Figure 1. Interface to record TIME_BTN. (a) The button at the top of the HIT page can be toggled to pause/resume recording working time. (b) A black screen is rendered over the HIT at the beginning as a reminder workers to start the timer.

(b) Manual working time recording. While working on HITs, workers were asked to manually record the working time they spent on each HIT. When workers accepted HITs, a red button was shown on the project details bar located at the top of a HIT page (Figure 1a). Workers recorded times at which they paused and resumed working on microtasks by toggling the button. The two following additional features were implemented to remind workers to click the button when they start working on the HIT. First, workers were prompted with a black screen rendered over the page (Figure 1b). This screen disappeared immediately once they clicked the button. This made it less likely for workers to complete a HIT without dismissing the alert. Second, a red frame was displayed around the window while the button was in the recording state, to assist workers in recognizing the recording state. When workers interleaved HITs, (i.e., worked on multiple HIT pages in multiple tabs simultaneously, by moving back and forth), none of the HITs would record their working times simultaneously, because we assumed that perfect multi-tasking of HITs is not possible.

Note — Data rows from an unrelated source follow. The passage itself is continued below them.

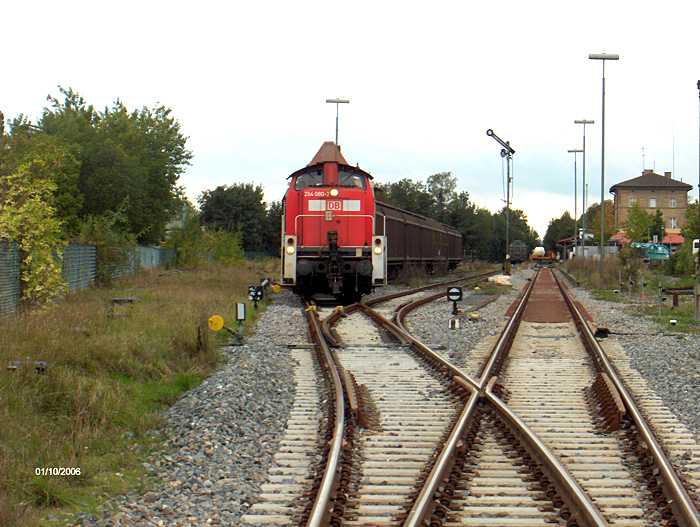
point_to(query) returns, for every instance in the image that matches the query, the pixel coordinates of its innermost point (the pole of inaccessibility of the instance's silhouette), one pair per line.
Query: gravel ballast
(220, 438)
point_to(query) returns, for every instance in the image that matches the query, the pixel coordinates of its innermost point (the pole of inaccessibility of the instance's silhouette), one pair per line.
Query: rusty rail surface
(683, 507)
(321, 510)
(580, 503)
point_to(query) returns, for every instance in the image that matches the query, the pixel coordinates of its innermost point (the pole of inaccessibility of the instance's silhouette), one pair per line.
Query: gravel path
(222, 435)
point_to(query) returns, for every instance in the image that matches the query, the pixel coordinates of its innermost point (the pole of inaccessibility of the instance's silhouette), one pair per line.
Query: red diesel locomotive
(337, 239)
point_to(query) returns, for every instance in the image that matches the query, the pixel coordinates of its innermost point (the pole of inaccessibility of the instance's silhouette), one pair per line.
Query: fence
(9, 278)
(80, 268)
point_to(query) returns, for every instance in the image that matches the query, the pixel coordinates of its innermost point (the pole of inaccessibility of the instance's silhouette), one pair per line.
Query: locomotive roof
(327, 154)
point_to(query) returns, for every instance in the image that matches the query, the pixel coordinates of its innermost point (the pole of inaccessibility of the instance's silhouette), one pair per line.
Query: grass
(110, 370)
(588, 274)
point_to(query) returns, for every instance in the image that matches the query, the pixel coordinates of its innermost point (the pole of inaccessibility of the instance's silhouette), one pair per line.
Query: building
(653, 192)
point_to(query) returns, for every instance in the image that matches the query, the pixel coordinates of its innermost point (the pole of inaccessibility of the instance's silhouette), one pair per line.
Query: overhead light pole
(603, 57)
(575, 151)
(337, 103)
(584, 210)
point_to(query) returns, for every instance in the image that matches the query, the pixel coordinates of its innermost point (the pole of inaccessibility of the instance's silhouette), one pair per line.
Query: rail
(683, 507)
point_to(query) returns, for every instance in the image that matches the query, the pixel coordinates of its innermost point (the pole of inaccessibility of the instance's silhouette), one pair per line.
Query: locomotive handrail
(683, 506)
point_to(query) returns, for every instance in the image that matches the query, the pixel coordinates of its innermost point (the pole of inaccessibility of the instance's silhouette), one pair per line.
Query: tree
(237, 208)
(28, 217)
(559, 229)
(129, 161)
(593, 213)
(637, 225)
(442, 188)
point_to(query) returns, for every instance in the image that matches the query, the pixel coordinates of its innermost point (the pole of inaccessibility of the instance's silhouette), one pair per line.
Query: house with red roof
(653, 192)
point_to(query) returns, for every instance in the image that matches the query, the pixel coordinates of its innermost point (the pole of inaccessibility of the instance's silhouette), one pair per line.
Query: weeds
(107, 378)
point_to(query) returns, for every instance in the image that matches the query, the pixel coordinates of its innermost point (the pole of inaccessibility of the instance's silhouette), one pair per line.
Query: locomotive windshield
(309, 179)
(348, 179)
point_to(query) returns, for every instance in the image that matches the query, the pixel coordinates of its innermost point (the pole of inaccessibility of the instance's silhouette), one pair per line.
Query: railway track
(538, 430)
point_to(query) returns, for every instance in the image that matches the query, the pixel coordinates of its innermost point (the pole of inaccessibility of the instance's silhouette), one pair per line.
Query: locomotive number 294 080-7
(315, 193)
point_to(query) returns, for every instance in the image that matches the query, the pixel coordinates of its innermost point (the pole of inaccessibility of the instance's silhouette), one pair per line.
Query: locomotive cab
(328, 242)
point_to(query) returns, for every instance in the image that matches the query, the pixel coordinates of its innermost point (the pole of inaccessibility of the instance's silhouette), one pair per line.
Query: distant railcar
(337, 239)
(519, 251)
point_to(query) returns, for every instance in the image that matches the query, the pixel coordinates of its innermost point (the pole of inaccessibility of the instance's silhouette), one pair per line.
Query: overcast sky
(248, 83)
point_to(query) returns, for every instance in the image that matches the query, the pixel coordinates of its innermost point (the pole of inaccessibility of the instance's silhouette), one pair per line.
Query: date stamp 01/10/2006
(57, 471)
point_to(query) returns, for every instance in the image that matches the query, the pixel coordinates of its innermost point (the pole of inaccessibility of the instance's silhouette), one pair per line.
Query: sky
(248, 81)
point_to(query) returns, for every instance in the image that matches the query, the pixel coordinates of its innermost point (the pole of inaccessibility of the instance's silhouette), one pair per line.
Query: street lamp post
(584, 210)
(337, 103)
(575, 151)
(603, 57)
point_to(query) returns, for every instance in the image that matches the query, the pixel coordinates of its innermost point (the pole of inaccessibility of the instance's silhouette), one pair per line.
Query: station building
(653, 192)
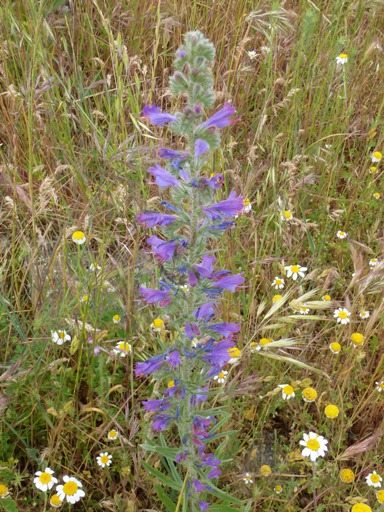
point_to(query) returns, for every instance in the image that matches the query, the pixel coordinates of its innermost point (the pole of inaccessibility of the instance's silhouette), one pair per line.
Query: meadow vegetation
(305, 151)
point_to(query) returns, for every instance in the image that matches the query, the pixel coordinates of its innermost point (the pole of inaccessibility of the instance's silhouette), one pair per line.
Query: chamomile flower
(234, 354)
(347, 475)
(373, 262)
(221, 377)
(278, 283)
(357, 339)
(331, 411)
(309, 394)
(342, 315)
(341, 59)
(335, 347)
(287, 391)
(123, 348)
(373, 479)
(361, 507)
(104, 459)
(116, 319)
(376, 157)
(295, 271)
(248, 479)
(286, 215)
(44, 480)
(4, 491)
(113, 435)
(60, 337)
(55, 501)
(78, 237)
(314, 446)
(265, 470)
(71, 490)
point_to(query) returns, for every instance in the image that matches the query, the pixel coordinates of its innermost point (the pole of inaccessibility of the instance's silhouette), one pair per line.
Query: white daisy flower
(342, 315)
(71, 490)
(278, 283)
(221, 377)
(123, 348)
(314, 446)
(44, 480)
(295, 270)
(287, 391)
(60, 337)
(104, 459)
(373, 479)
(248, 479)
(341, 59)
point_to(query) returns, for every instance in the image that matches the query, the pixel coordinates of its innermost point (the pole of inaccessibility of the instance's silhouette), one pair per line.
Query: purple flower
(150, 365)
(221, 118)
(201, 147)
(163, 178)
(152, 296)
(156, 117)
(204, 311)
(225, 328)
(160, 422)
(224, 209)
(229, 282)
(163, 251)
(156, 405)
(152, 219)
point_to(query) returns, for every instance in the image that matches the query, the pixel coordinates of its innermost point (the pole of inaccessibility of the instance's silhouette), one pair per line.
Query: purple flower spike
(229, 282)
(152, 219)
(163, 178)
(153, 296)
(155, 116)
(201, 147)
(224, 209)
(221, 118)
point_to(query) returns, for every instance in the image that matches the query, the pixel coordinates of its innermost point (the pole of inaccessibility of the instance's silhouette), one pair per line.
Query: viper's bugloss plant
(201, 343)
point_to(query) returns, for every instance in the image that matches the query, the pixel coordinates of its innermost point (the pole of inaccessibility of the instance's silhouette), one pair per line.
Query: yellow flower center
(357, 338)
(347, 476)
(124, 346)
(45, 478)
(313, 444)
(55, 500)
(288, 390)
(234, 352)
(70, 488)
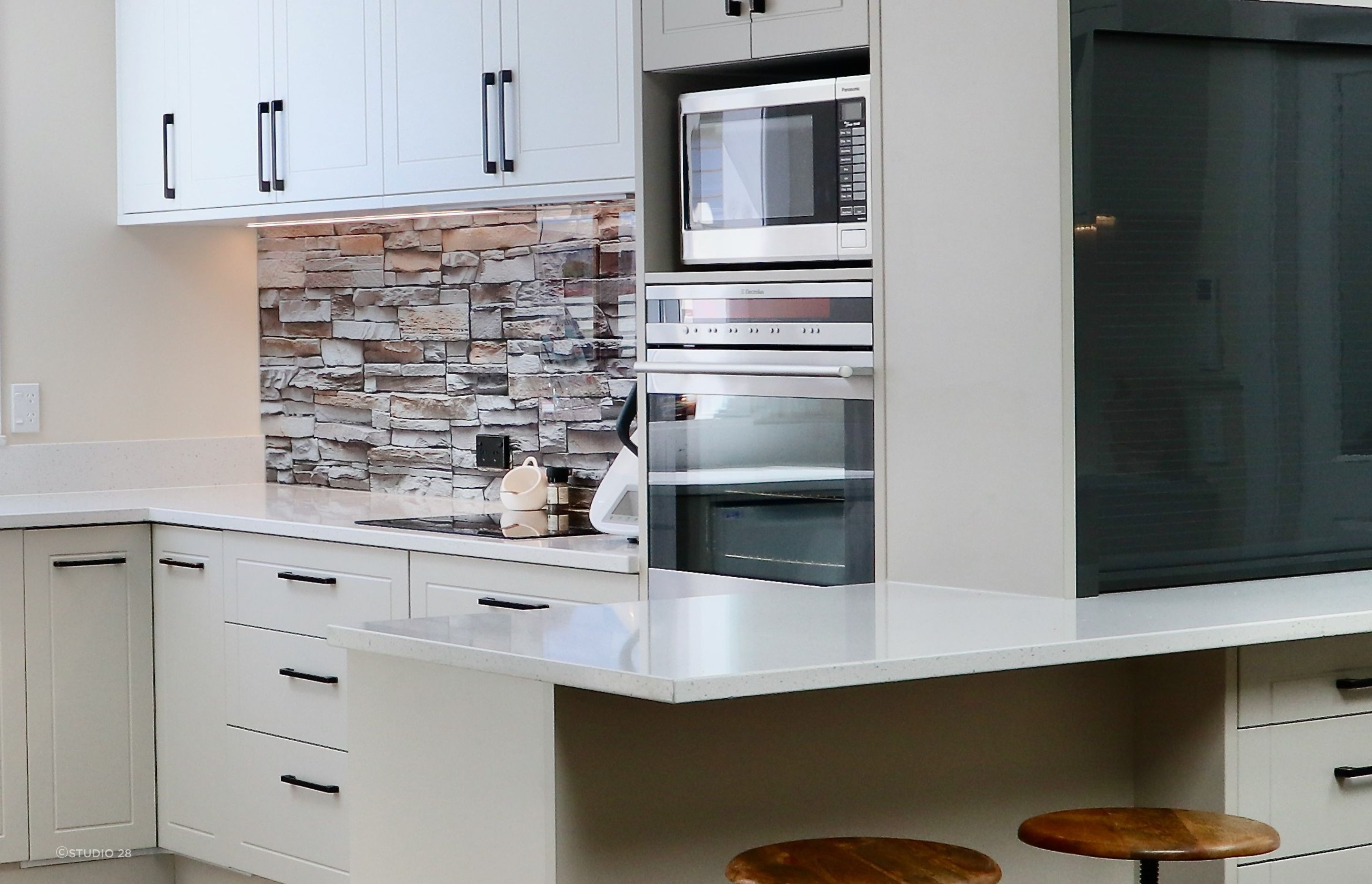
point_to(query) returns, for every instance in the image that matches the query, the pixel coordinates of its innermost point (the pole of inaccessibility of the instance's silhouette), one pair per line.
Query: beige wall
(132, 332)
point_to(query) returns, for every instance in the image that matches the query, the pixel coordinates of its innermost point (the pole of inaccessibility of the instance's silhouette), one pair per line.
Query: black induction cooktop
(523, 526)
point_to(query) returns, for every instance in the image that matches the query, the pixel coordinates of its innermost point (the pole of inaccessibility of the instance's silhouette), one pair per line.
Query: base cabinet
(189, 637)
(88, 626)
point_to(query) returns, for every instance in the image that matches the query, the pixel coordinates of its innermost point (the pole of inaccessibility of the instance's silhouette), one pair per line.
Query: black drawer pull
(177, 563)
(511, 606)
(306, 578)
(88, 563)
(306, 784)
(323, 680)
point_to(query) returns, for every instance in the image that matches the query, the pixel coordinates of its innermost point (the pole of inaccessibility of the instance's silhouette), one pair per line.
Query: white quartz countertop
(787, 640)
(311, 514)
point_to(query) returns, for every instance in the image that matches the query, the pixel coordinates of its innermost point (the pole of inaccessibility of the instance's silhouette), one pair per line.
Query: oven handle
(751, 371)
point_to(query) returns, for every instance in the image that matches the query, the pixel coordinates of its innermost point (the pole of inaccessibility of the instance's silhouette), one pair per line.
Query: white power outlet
(24, 408)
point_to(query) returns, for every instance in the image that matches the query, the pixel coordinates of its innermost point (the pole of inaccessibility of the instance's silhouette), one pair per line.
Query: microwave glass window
(762, 167)
(762, 488)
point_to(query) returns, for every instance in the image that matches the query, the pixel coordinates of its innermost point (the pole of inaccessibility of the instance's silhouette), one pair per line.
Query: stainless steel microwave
(777, 173)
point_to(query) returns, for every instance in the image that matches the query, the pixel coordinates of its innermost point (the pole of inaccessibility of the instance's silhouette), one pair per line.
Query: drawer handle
(90, 563)
(511, 606)
(306, 578)
(177, 563)
(323, 680)
(306, 784)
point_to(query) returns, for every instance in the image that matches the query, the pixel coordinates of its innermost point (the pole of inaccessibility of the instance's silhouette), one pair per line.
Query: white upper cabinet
(286, 108)
(682, 33)
(149, 98)
(686, 33)
(225, 54)
(328, 83)
(796, 27)
(440, 61)
(567, 91)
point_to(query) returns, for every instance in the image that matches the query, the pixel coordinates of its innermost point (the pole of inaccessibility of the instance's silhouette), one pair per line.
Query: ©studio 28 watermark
(94, 853)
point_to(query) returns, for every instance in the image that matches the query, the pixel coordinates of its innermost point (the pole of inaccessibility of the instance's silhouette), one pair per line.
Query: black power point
(493, 452)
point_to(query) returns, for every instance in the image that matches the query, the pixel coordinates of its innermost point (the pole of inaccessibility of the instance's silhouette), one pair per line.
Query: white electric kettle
(615, 506)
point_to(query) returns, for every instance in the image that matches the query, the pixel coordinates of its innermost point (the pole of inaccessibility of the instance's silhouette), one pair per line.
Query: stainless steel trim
(773, 95)
(752, 371)
(741, 291)
(757, 334)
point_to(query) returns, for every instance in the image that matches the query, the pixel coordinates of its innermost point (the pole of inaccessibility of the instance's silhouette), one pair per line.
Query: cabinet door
(570, 103)
(684, 33)
(225, 75)
(14, 763)
(328, 76)
(147, 97)
(796, 27)
(189, 643)
(435, 57)
(88, 623)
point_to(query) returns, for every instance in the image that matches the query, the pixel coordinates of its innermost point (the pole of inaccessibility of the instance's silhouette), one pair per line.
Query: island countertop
(312, 514)
(789, 640)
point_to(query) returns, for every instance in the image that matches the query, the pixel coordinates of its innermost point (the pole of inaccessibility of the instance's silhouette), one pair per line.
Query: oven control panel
(852, 161)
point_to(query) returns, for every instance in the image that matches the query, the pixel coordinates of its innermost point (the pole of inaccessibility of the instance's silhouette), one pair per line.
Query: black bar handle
(308, 578)
(306, 784)
(507, 161)
(487, 84)
(322, 680)
(177, 563)
(511, 606)
(278, 181)
(90, 563)
(168, 191)
(264, 184)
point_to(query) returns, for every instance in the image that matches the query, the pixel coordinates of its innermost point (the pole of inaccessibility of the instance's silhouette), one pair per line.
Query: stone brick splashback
(389, 346)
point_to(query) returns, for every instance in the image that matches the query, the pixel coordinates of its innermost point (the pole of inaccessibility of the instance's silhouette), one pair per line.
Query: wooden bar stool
(862, 861)
(1150, 836)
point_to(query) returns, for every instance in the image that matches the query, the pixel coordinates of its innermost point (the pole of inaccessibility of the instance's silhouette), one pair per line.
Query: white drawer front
(309, 703)
(1286, 779)
(305, 587)
(1298, 680)
(452, 585)
(289, 834)
(1345, 866)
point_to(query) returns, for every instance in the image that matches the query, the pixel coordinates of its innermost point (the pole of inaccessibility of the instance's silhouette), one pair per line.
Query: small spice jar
(559, 486)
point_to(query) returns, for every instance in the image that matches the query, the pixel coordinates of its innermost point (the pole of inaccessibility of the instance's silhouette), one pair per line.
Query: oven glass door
(762, 167)
(765, 488)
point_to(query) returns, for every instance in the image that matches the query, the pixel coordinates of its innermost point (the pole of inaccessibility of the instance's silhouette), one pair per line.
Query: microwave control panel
(852, 160)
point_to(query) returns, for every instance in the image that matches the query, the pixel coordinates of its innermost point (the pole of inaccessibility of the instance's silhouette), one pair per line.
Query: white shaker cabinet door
(685, 33)
(796, 27)
(567, 91)
(189, 643)
(223, 150)
(14, 763)
(440, 61)
(88, 625)
(149, 97)
(328, 79)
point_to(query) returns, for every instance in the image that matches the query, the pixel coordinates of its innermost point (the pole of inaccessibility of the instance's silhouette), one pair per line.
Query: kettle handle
(625, 426)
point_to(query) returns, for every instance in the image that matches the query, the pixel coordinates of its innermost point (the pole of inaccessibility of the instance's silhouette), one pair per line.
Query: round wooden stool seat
(862, 861)
(1149, 834)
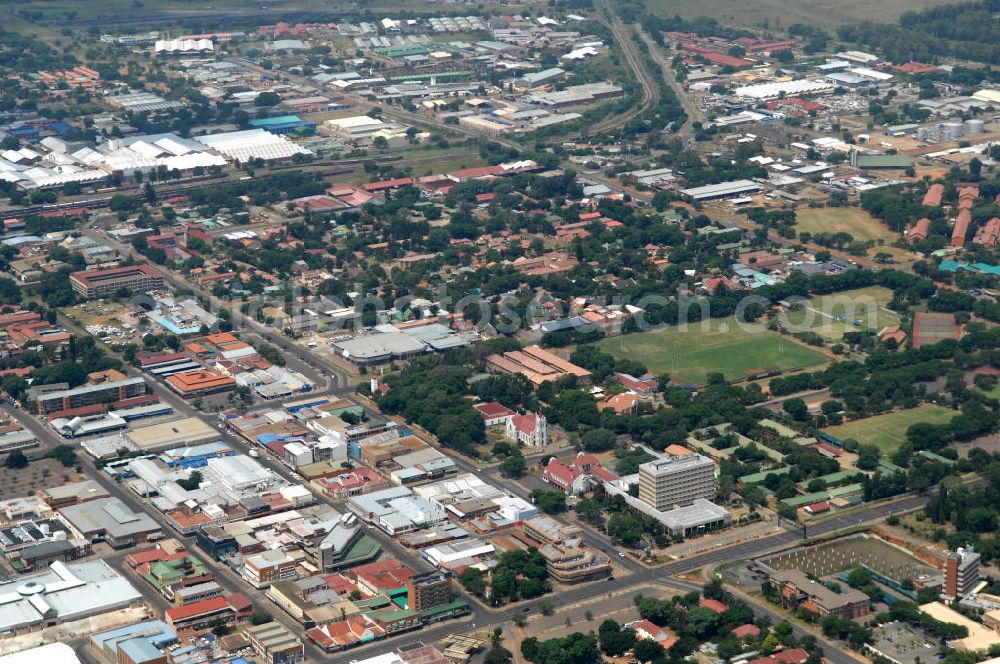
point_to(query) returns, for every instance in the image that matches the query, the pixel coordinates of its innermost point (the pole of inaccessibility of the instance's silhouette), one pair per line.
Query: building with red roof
(818, 508)
(988, 234)
(578, 476)
(645, 629)
(638, 385)
(198, 615)
(494, 414)
(919, 231)
(531, 429)
(383, 185)
(353, 482)
(961, 230)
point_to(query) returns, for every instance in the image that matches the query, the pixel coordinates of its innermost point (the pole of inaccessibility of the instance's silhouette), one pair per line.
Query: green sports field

(c) Post-HIT survey. As soon as workers submitted a HIT, they were prompted with a ”Post-HIT survey” in a popup window and they were asked to select the most accurate working time from the various methods with which to label HIT records. The survey suggested four options for the HIT working time: TIME_ALL, TIME_FOCUS, TIME_BTN, and TIME_CUSTOM (see Section 3.1 for details). Workers were required to input working time, in the form of X minutes and X seconds, only when they chose TIME_CUSTOM. The pop up window disappeared immediately after workers submitted their choices by clicking a “Submit” button.

3.3. Data Description

Data collection was conducted for 10 days during late October 2018. Our task dataset consisted of 9,155 HIT submission records collected by 84 unique workers. The recorded HITs belonged to 1,641 unique HIT groups, posted by 998 unique requesters. On average, workers contributed for 6.5 days (SD = 3.5; Median = 8.1) and worked on 109 HITs (Min = 1; Max = 1,958; SD = 238.1; Median = 34).

Data Cleaning. To guarantee the quality of the dataset, we filtered out the following HIT submission records: (i) All HIT records of spam workers who used automated scripts (N=230); (ii) HIT records for which the reported working time was abnormally short or long (N=213); (iii) A large part of all the HIT records in the top three most-submitted HIT groups, keeping only as many HIT records as in the fourth largest HIT group, in order to reduce bias in the dataset (N=1,104). After the data cleaning, 7,608 (83.1%) HITs remained from 83 unique workers, for 1,587 HIT groups posted by 977 unique requesters. This dataset was utilized for the analysis in the remainder of the paper.

Working Time Labels. On average, the reported working time was 277.9 s (SD = 380.2; Median = 148.3). As in Figure 2(a), the distribution of the working time had a long-tail; 69.0% of all the working times were below the average. The hourly wage averaged $9.15 (SD = 29.11; Median = 4.23). Among all HIT records, 2,270 (29.8%, in 674 HIT groups (42.4%)) were above the U.S. minimum wage (7.25 USD).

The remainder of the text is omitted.